Deutsche Bank declined to comment for this article. One recently ex-employee in the prime brokerage team, which is moving to BNP Paribas, said he reluctantly walked away from his deferred stock and Deutsche left empty-handed after weeks of vacillation on behalf of the bank.
"During the initial meeting in early July when they announced the closure of the equities unit, we told at a meeting that we were being moved into the CRU for administrative reasons until the BNP deal was finalized - and that if we spoke to our managers we could take the option of voluntary redundancy. I later decided to do that, and was told it wasn't actually on the table," he says.
Other insiders say they were offered money and salary increases to stay until the BNP deal is closed. But offers weren't put in writing and were repeatedly retracted.

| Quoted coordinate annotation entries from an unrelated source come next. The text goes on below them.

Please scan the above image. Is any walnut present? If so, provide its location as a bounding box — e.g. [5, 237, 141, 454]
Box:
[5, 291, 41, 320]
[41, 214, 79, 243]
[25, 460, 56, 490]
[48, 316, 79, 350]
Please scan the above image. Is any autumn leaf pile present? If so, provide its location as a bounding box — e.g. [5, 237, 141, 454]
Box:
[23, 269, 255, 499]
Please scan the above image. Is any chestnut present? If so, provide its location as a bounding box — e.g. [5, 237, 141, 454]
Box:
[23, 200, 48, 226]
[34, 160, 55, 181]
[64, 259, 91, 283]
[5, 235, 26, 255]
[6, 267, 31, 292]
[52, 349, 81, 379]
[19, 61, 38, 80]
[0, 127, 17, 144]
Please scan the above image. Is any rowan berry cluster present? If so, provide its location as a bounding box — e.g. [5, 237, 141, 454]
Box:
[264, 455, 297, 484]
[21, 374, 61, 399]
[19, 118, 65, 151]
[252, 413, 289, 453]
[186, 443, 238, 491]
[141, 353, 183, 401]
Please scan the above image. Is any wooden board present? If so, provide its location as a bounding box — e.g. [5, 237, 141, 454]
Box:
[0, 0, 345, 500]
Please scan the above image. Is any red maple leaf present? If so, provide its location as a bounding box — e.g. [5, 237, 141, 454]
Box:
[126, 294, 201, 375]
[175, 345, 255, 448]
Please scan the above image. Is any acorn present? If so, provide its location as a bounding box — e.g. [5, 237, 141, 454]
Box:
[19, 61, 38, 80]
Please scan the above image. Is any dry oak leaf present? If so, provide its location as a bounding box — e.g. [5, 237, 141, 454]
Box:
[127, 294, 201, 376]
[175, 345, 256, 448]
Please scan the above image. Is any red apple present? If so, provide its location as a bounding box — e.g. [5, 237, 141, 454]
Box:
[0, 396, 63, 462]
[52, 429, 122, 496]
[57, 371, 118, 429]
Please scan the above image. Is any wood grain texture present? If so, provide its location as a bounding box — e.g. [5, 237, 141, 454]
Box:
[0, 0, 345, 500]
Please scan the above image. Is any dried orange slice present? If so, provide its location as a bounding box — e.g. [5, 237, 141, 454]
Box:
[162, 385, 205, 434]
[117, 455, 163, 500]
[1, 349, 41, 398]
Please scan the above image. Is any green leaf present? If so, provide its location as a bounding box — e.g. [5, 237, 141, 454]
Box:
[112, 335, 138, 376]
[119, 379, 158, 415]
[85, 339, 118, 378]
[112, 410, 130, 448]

It's not clear how widespread this experience is, although the employee in question claims other front office staff in the units being transferred to BNP Paribas have been treated similarly. Other members of the broader CRU say they've also been through the same thing.
"Initially, we were offered the same package to leave as the people being cut," says one. "But we were also told that if we stuck around the bank would do the right thing for us and allow us to leave with severance pay and deferred bonuses if we wanted to.
"That offer's been removed," he says. "If we want to leave now, we have to go without any package and without our stock, which is pretty meaningful given we've also had years of poor pay and the poor stock performance on our deferred portion.
"It's very frustrating," he adds. "We would have been better off saying, 'No, I won't help, cut me now,' at the start. Instead, we're stuck here, shutting down a business as our skills and marketablity deterioriate."
As we reported in early August, some senior traders left the CRU at the outset. Deutsche is reportedly moving up to 800 staff to BNP Paribas, although this includes support staff as well as front office traders.